Es tan difícil es exagerar su importancia en una coyuntura como la actual en la que la condición femenina se ha convertido en un verdadero campo de batalla, en un nudo de fuerzas disonantes y en conflicto, de cuyo desenlace depende buena parte de nuestro futuro. Como fácil confundirse sobre el carácter de la misma si nos remitimos solo las palabras con las que Paloma Navares ha comunicado los propósitos conscientes que la movieron a realizarla. Es evidente: los propósitos de esta serie se han cumplido pero de una manera tal que desborda largamente el ámbito de la denuncia y se adentra decididamente en los dominios del arte.  Y me atrevo a afirmar que lo hace en los dominios del ARTE, así con mayúsculas, para subrayar cuán decididamente ella apuesta por la belleza. 

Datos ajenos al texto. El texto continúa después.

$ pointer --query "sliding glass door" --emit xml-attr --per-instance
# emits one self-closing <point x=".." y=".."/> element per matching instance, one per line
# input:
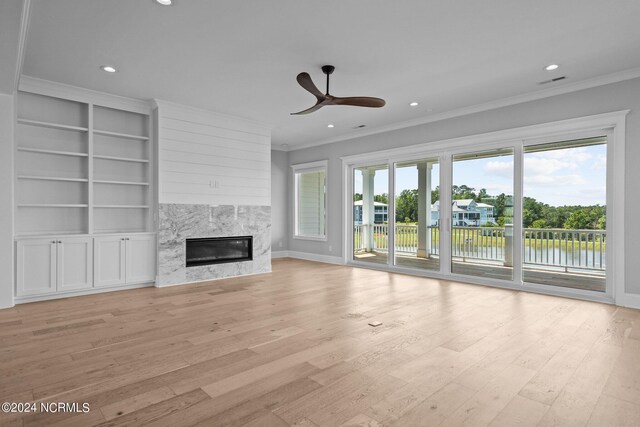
<point x="525" y="213"/>
<point x="417" y="223"/>
<point x="482" y="214"/>
<point x="371" y="214"/>
<point x="564" y="221"/>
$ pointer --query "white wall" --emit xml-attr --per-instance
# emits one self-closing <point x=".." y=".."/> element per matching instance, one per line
<point x="602" y="99"/>
<point x="210" y="158"/>
<point x="279" y="201"/>
<point x="6" y="196"/>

Criatura del pensamiento ilustrado y en su día piedra sillar de la emancipación del arte, la belleza es una palabra que hoy casi nadie se atreve a pronunciar en una escena artística donde su logro es la menor de las preocupaciones de esa mayoría de artistas mucho más interesados en satisfacer las exigencias del pensamiento crítico, la deconstrucción de modos de pensar u obrar o la expresión de formas alternativas de subjetividad que de garantizar la calidad estética de sus realizaciones.  Y todavía menos en una situación cultural y política como la actual, en la que proponer a la belleza como el más deseable de los atributos de una mujer ha pasado a considerarse una inadmisible manifestación de la cultura patriarcal. O de la cosificación de la condición femenina por la publicidad y en definitiva  por el capitalismo.

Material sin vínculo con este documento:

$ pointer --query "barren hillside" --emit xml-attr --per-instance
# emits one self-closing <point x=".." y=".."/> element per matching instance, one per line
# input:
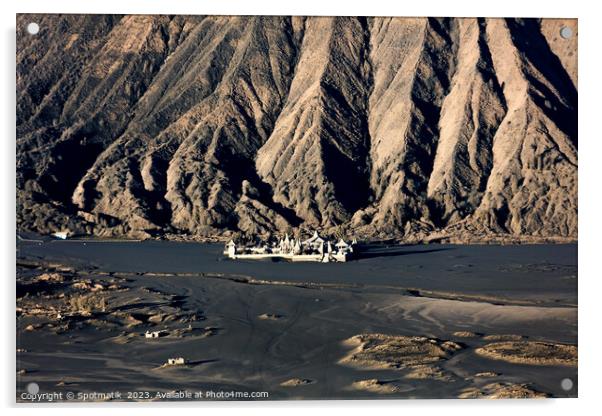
<point x="377" y="127"/>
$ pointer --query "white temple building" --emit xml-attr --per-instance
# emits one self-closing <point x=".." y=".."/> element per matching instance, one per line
<point x="315" y="248"/>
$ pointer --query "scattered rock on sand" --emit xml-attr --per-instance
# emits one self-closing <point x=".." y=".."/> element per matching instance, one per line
<point x="376" y="386"/>
<point x="487" y="374"/>
<point x="294" y="382"/>
<point x="501" y="391"/>
<point x="270" y="316"/>
<point x="466" y="334"/>
<point x="50" y="277"/>
<point x="423" y="372"/>
<point x="531" y="352"/>
<point x="503" y="337"/>
<point x="395" y="351"/>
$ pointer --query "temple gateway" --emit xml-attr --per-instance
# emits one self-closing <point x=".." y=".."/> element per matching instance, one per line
<point x="315" y="248"/>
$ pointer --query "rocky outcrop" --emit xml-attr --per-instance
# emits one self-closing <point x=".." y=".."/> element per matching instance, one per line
<point x="207" y="125"/>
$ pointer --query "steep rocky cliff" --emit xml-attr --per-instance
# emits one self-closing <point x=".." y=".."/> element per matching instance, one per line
<point x="377" y="127"/>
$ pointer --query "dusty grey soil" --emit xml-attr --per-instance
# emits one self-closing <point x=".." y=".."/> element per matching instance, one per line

Otros páramos se atreve por el contrario a lidiar de lleno con la belleza. Y en el terreno donde resulta más tópica: el de las flores. La serie es una colección de fotografías en primerísimo primer plano y de gran formato de flores de una belleza arrebatadora y difícilmente cuestionable. Sólo que la belleza tanto de las fotografías como de las flores se transforma en la segunda mirada, en la mirada que discrimina y detalla, en una sublimación del horror. En los pétalos de esas flores majestuosas, Paloma Navares ha impreso delicadamente poemas y dibujos que nos hablan de los estados de ánimo producidos por el sometimiento o la subordinación padecidas por las mujeres en tantas partes del mundo y en tantas épocas del mismo.

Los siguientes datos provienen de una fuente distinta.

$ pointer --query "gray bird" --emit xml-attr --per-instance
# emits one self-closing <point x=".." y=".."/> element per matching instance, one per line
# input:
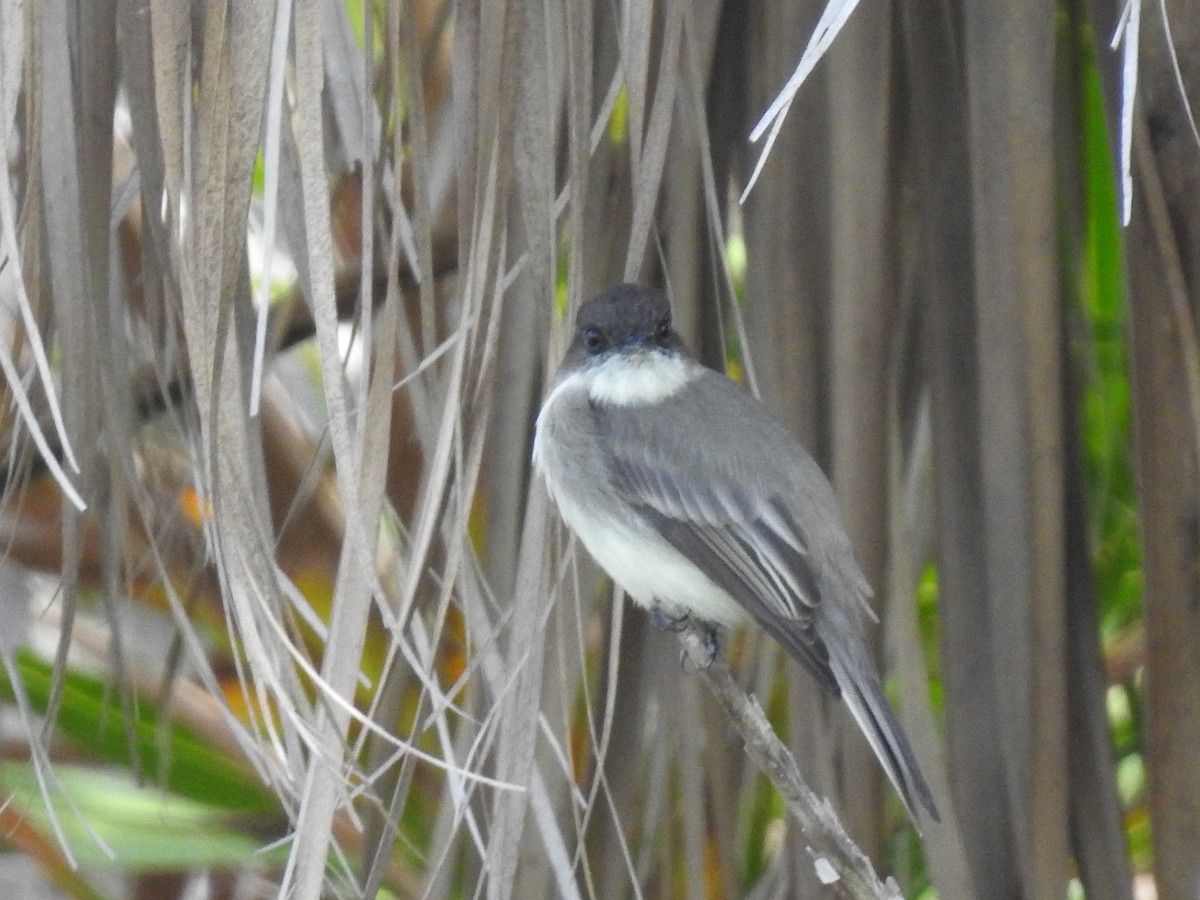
<point x="701" y="505"/>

Estas flores dicientes son una clara invitación a repetir con Walter Benjamín que todo documento de cultura es también un documento de barbarie. Pero son igualmente una invitación a superar dialécticamente esta contradicción. Las flores han sido en las culturas patriarcales tanto un adorno sobre todo femenino como una alegoría  de la condición femenina. Las mujeres se embellecían para, como las flores, atraer al macho que las habría de fecundar. ¿Pero pueden las mujeres seguir siendo flores en una situación pospatriarcal? ¿Pueden seguir buscando la belleza sin que esa búsqueda signifique su acatamiento de un orden que las condenaba al sometimiento o la subalterneidad? ¿O habrá que arrojar definitivamente al basurero de la historia a las flores junto con los poemas que Paloma Navares ha inscrito en los pétalos de las suyas porque también ellos en su hermosura subliman la barbarie?  La obra de Paloma Navares ha abierto, por el contrario, la posibilidad de librar a la belleza de su ganga patriarcal.